Enter the `LAMMPS/` directory:

```bash
cd path/to/Example1/LAMMPS
ls
# >> lammps.data  lammps.dump
```

The directory contains two files: `lammps.data`, which defines the initial atomic structure, and `lammps.dump`, which stores the MD trajectory. Because LAMMPS outputs can vary widely depending on user settings, converting its trajectories requires explicitly specifying the file format and atom styles.

To convert the trajectory into HDF5 format, run:

```bash
vachoppy convert lammps.dump 2100 2 \
  --label 01 \
  --format lammps-dump-text \
  --lammps_data lammps.data \
  --atom_style_data 'id type x y z' \
  --atom_style_dump 'id type x y z fx fy fz' \
  --atom_symbols 1=Ti 2=O
# produces: TRAJ_Ti_01.h5  TRAJ_O_01.h5
```

This command includes several additional arguments compared to the VASP example:

* **`--format`**: Specifies the input file format (`lammps-dump-text`).

* **`--lammps_data`**: Path to the LAMMPS data file defining the initial structure.

* **`--atom_style_data`**: Atom style used in the data file (e.g., 'id type x y z').

* **`--atom_style_dump`**: Atom style used in the dump file (e.g., 'id type x y z fx fy fz').

* **`--atom_symbols`**: Mapping between atom types and chemical symbols (e.g., 1=Ti 2=O).

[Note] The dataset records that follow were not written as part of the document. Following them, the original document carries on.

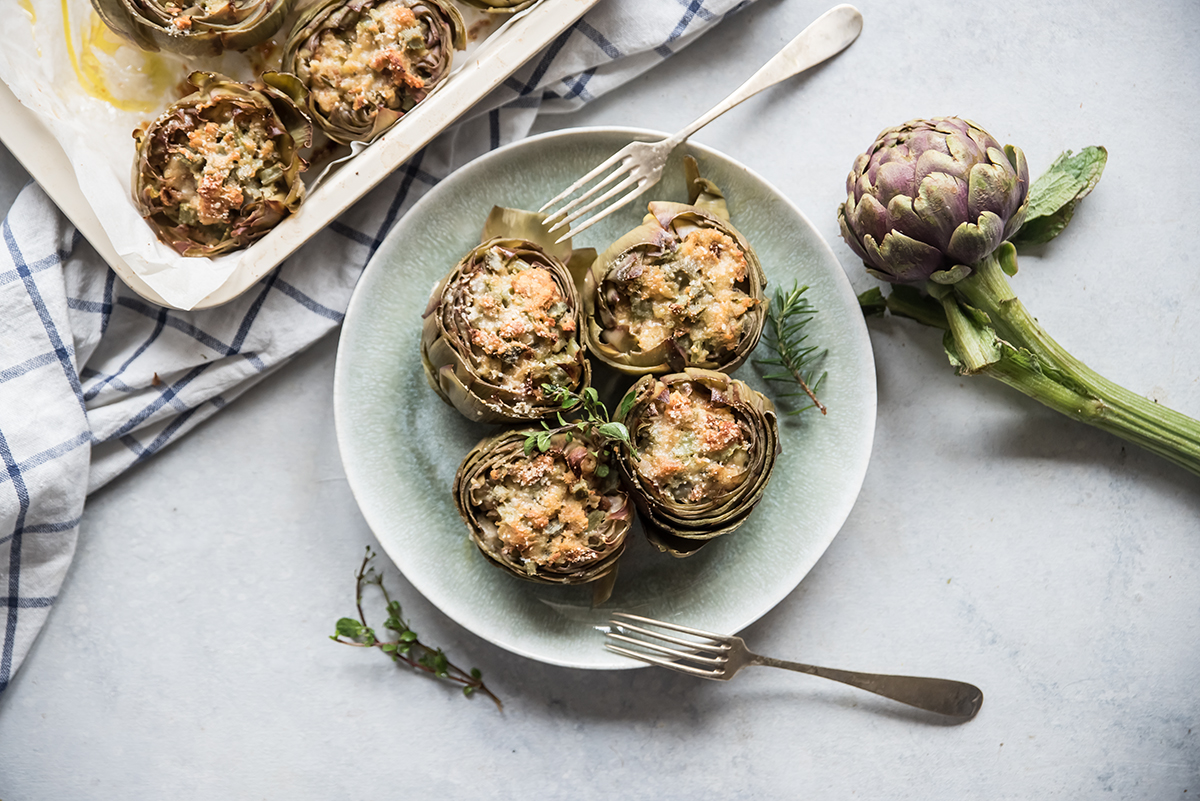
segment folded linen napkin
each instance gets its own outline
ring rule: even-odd
[[[641,74],[752,0],[603,0],[279,269],[178,312],[125,287],[36,186],[0,235],[0,692],[75,552],[87,494],[342,321],[392,224],[453,169]]]

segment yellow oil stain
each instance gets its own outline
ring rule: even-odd
[[[33,7],[33,0],[17,0],[17,4],[29,15],[29,35],[33,37],[33,45],[37,48],[37,57],[41,58],[42,46],[38,44],[37,29],[34,27],[37,25],[37,9]]]
[[[29,0],[21,0],[29,2]],[[71,61],[71,69],[80,87],[97,100],[120,109],[139,114],[154,111],[158,104],[153,98],[161,97],[176,82],[170,63],[157,53],[145,53],[131,48],[119,39],[96,12],[92,12],[88,25],[83,29],[78,53],[75,49],[74,37],[71,33],[70,0],[62,0],[63,31],[67,40],[67,57]],[[136,98],[119,97],[110,88],[108,70],[101,62],[99,54],[103,53],[110,59],[117,51],[124,48],[140,62],[134,69],[142,76],[141,85]],[[124,55],[124,54],[123,54]]]

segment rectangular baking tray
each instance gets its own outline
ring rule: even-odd
[[[193,308],[219,306],[252,287],[598,2],[542,0],[530,13],[494,34],[496,40],[489,42],[478,58],[464,65],[378,141],[326,177],[296,213],[247,248],[238,269]],[[80,190],[66,153],[38,114],[22,105],[3,81],[0,120],[0,141],[121,280],[147,300],[170,306],[116,252]]]

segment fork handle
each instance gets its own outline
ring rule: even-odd
[[[774,58],[734,90],[733,94],[671,137],[671,141],[679,144],[742,101],[837,55],[858,38],[861,30],[862,14],[858,12],[857,8],[846,4],[834,6],[817,17],[795,39],[788,42],[782,50],[775,54]]]
[[[884,698],[891,698],[918,709],[949,715],[953,718],[970,720],[983,706],[983,691],[974,684],[951,679],[930,679],[921,676],[889,676],[881,673],[856,673],[852,670],[835,670],[833,668],[805,665],[800,662],[786,662],[782,659],[771,659],[766,656],[756,656],[756,665],[795,670],[811,676],[832,679],[851,687],[858,687]]]

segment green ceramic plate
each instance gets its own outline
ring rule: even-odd
[[[627,668],[604,650],[622,610],[718,632],[746,627],[804,578],[845,522],[862,486],[875,427],[875,369],[862,313],[813,226],[762,178],[688,144],[729,200],[772,286],[808,284],[820,310],[810,331],[828,348],[821,400],[829,414],[783,417],[783,453],[747,523],[697,555],[651,548],[635,524],[611,600],[591,590],[522,581],[493,567],[467,537],[451,497],[459,462],[495,430],[464,420],[425,383],[421,313],[433,285],[479,242],[493,205],[536,209],[631,139],[632,129],[571,129],[517,142],[453,173],[406,214],[358,283],[338,347],[335,417],[354,496],[384,551],[413,586],[458,623],[503,648],[557,665]],[[635,227],[651,199],[686,202],[676,153],[661,184],[586,231],[603,249]],[[760,346],[760,354],[765,346]],[[737,377],[764,390],[751,364]],[[632,383],[632,381],[628,382]],[[769,390],[766,390],[769,392]]]

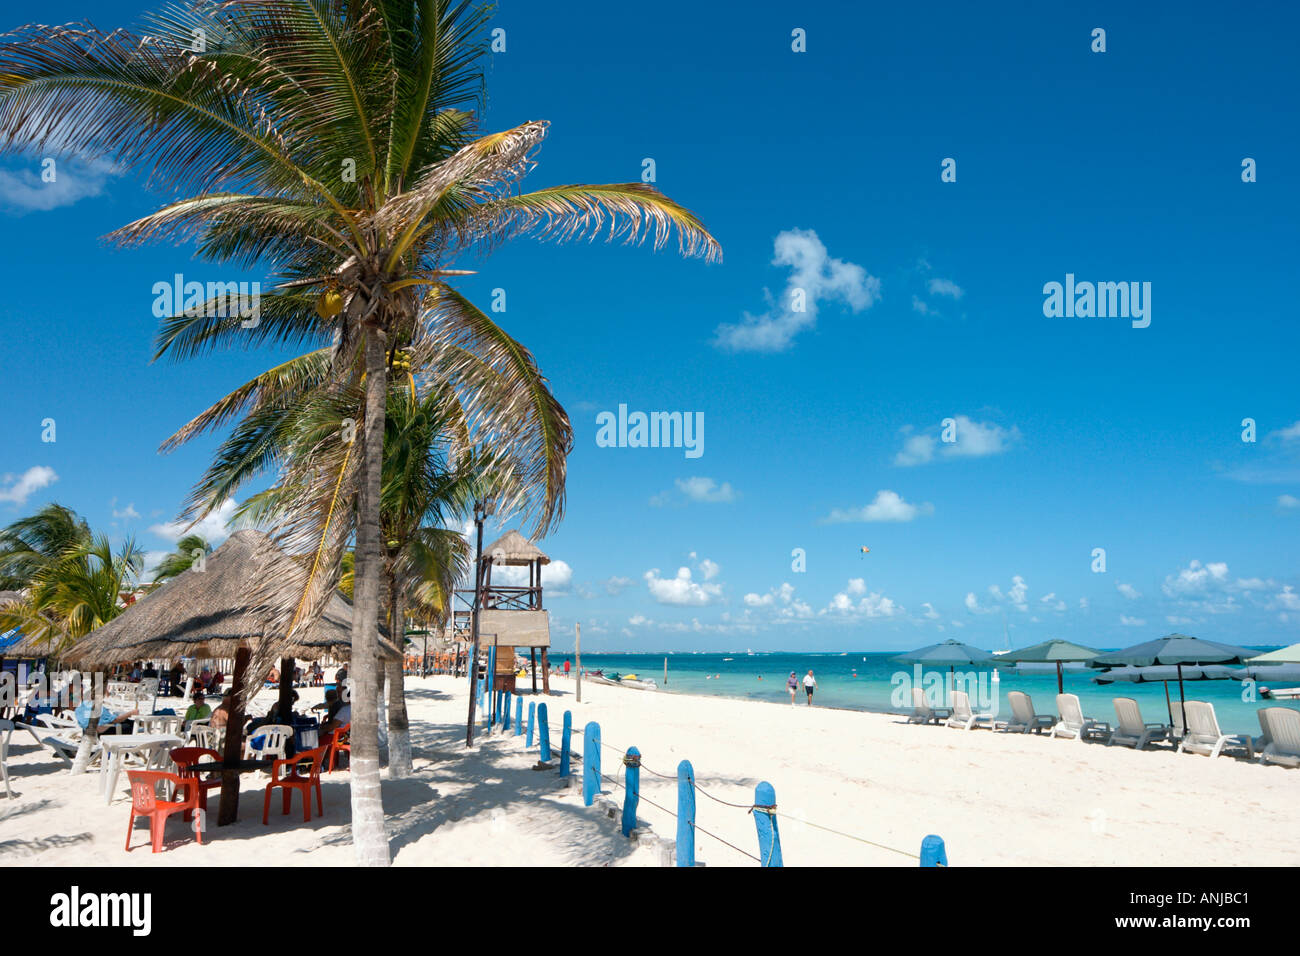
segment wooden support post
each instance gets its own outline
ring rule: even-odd
[[[631,836],[636,829],[636,805],[641,802],[641,751],[628,747],[623,767],[623,836]]]
[[[582,732],[582,802],[591,806],[600,793],[600,724],[588,721]]]
[[[668,686],[668,658],[664,658],[664,686]]]
[[[538,758],[542,763],[548,763],[551,759],[551,725],[546,721],[545,704],[537,705],[537,737],[542,748]]]
[[[524,732],[524,699],[515,695],[515,736]]]
[[[947,866],[948,850],[943,845],[943,837],[931,833],[921,841],[922,866]]]
[[[574,624],[573,656],[578,664],[578,703],[582,703],[582,625]]]
[[[533,717],[537,712],[537,701],[528,702],[528,739],[524,741],[524,746],[529,750],[533,749]]]
[[[695,768],[677,765],[677,865],[695,865]]]
[[[507,730],[510,729],[510,698],[513,695],[511,695],[509,692],[505,692],[504,696],[505,696],[505,707],[501,711],[501,732],[502,733],[505,733]]]
[[[297,666],[292,657],[280,658],[280,719],[278,724],[289,723],[289,711],[293,708],[293,669]]]
[[[244,751],[244,681],[248,679],[248,661],[253,652],[241,647],[235,653],[235,672],[230,678],[230,691],[235,705],[226,723],[226,745],[221,755],[222,763],[238,763]],[[221,807],[217,811],[217,826],[224,827],[239,819],[239,773],[231,770],[221,775]]]
[[[551,696],[551,664],[546,659],[546,648],[542,648],[542,693]]]
[[[533,693],[536,694],[537,693],[537,648],[535,647],[528,648],[528,659],[532,663],[532,667],[530,667],[529,670],[531,670],[533,673]]]
[[[569,747],[573,736],[573,711],[564,712],[564,729],[560,731],[560,776],[569,775]]]
[[[754,825],[758,828],[760,866],[783,866],[781,831],[776,825],[776,790],[764,780],[754,788]]]

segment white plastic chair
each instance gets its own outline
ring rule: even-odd
[[[1178,752],[1190,750],[1193,753],[1217,757],[1228,748],[1246,751],[1246,756],[1255,758],[1255,747],[1248,734],[1225,734],[1219,728],[1219,720],[1214,716],[1214,705],[1206,700],[1189,700],[1187,702],[1187,736],[1178,744]]]
[[[1300,767],[1300,711],[1290,707],[1264,707],[1259,718],[1268,730],[1268,743],[1259,755],[1260,761]]]
[[[1142,708],[1132,697],[1116,697],[1111,703],[1115,705],[1115,719],[1119,726],[1111,733],[1106,746],[1123,744],[1134,750],[1141,750],[1149,743],[1169,739],[1169,727],[1160,723],[1148,723],[1142,719]]]
[[[1052,728],[1053,737],[1073,737],[1082,741],[1096,735],[1110,736],[1110,724],[1083,716],[1078,694],[1057,694],[1056,710],[1061,719]]]
[[[263,738],[261,750],[253,748],[253,741],[258,737]],[[289,756],[286,750],[291,740],[293,740],[293,728],[287,724],[263,724],[256,730],[248,732],[248,738],[244,741],[244,759],[279,757],[283,760]]]

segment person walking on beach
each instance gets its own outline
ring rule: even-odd
[[[808,706],[812,706],[813,691],[817,689],[817,678],[813,677],[812,671],[809,671],[803,677],[804,693],[808,695]]]
[[[794,706],[794,695],[799,693],[799,678],[795,676],[794,671],[790,672],[790,679],[785,682],[786,690],[790,692],[790,706]]]
[[[569,676],[569,662],[567,659],[564,662],[564,676],[565,677]]]

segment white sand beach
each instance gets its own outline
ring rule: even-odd
[[[627,690],[552,678],[552,737],[573,711],[581,728],[599,721],[607,744],[642,754],[641,830],[671,842],[675,821],[650,802],[676,808],[673,775],[682,759],[712,795],[748,806],[760,780],[776,790],[786,865],[915,866],[922,838],[937,833],[950,864],[963,865],[1279,865],[1300,856],[1300,772],[1168,748],[1141,753],[1035,736],[918,727],[901,717]],[[320,690],[302,691],[310,705]],[[539,698],[539,700],[542,698]],[[659,866],[659,839],[636,842],[600,805],[582,805],[580,765],[571,786],[554,769],[535,771],[522,737],[480,734],[464,746],[466,683],[447,677],[408,683],[415,774],[384,782],[393,862],[399,866]],[[271,702],[263,693],[253,712]],[[525,705],[525,709],[526,709]],[[558,754],[556,755],[558,759]],[[238,823],[215,828],[198,846],[180,822],[164,852],[149,851],[137,823],[123,850],[126,778],[111,806],[98,774],[68,775],[18,732],[10,752],[17,799],[0,798],[0,864],[76,866],[348,865],[348,774],[327,775],[325,814],[304,824],[295,798],[289,816],[272,801],[263,826],[262,775],[245,775]],[[602,768],[622,779],[619,756]],[[609,782],[606,803],[622,800]],[[215,792],[213,799],[215,800]],[[215,816],[215,814],[214,814]],[[831,827],[873,846],[803,823]],[[698,826],[755,853],[752,816],[701,796]],[[700,836],[707,866],[754,865]]]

This command creates two HDF5 files, `TRAJ_Ti_01.h5` and `TRAJ_O_01.h5`, just like in the VASP example. For more details on parsing LAMMPS trajectories and supported atom styles, refer to the [official MDAnalysis documentation](https://www.mdanalysis.org).

----

## How to Read HDF5 Files

You can inspect the contents of an HDF5 trajectory using the `show` command:

```bash
vachoppy show TRAJ_O_01.h5
```

This command prints key information about the stored MD simulation.

```{code-block} bash
:class: scrollable-output

==================================================
  Trajectory File: TRAJ_O_01.h5
==================================================

[Simulation Parameters]
  - Atomic Symbol:      O
  - Number of Frames:   10000
  - Temperature:        2100.0 K
  - Time Step:          2.0 fs

[Composition]
  - Counts:             O: 46, Ti: 24
  - Total Atoms:        70

[Lattice Vectors (Å)]
  [  9.16177,   0.00000,   0.00000]
  [  0.00000,   9.16177,   0.00000]
  [  0.00000,   0.00000,   8.92242]

[Stored Datasets]
  - positions:          Shape = (10000, 46, 3)
  - forces:             Shape = (10000, 46, 3)
==================================================
```


If you want to directly access the stored data for your own analysis, you can use the following Python script:

```python
import h5py
import json
import numpy as np

path_traj = 'TRAJ_O_01.h5'  # HDF5 file to read

with h5py.File(path_traj, 'r') as f:
    conditions = json.loads(f.attrs['metadata'])
    positions = np.array(f['positions'][:], dtype=np.float64)
    forces = np.array(f['forces'][:], dtype=np.float64)

print('=' * 40)
print('  Metadata')
print('=' * 40)
print(f"    Chemical Symbol   : {conditions['symbol']}")
print(f"    Number of Frames  : {conditions['nsw']}")
print(f"    Temperature (K)   : {conditions['temperature']}")
print(f"    Timestep (fs)     : {conditions['dt']}")
print('=' * 40)
print('  Main Data')
print('=' * 40)
print(f"    Shape of Positions: {positions.shape}")
print(f"    Shape of Forces   : {forces.shape}")
print('=' * 40)
```

Example output:

```bash
========================================
  Metadata
========================================
    Chemical Symbol   : O
    Number of Frames  : 10000
    Temperature (K)   : 2100.0
    Timestep (fs)     : 2.0
========================================
  Main Data
========================================
    Shape of Positions: (10000, 46, 3)
    Shape of Forces   : (10000, 46, 3)
========================================
```

The datasets `positions` and `forces` are stored in the shape `(n_frames, n_atoms, 3)`. Note that the `positions` contains **PBC-unwrapped fractional coordinates**. It can be converted to Cartesian coordiantes using lattice parameters, which can be obtained from `conditions['lattice']`.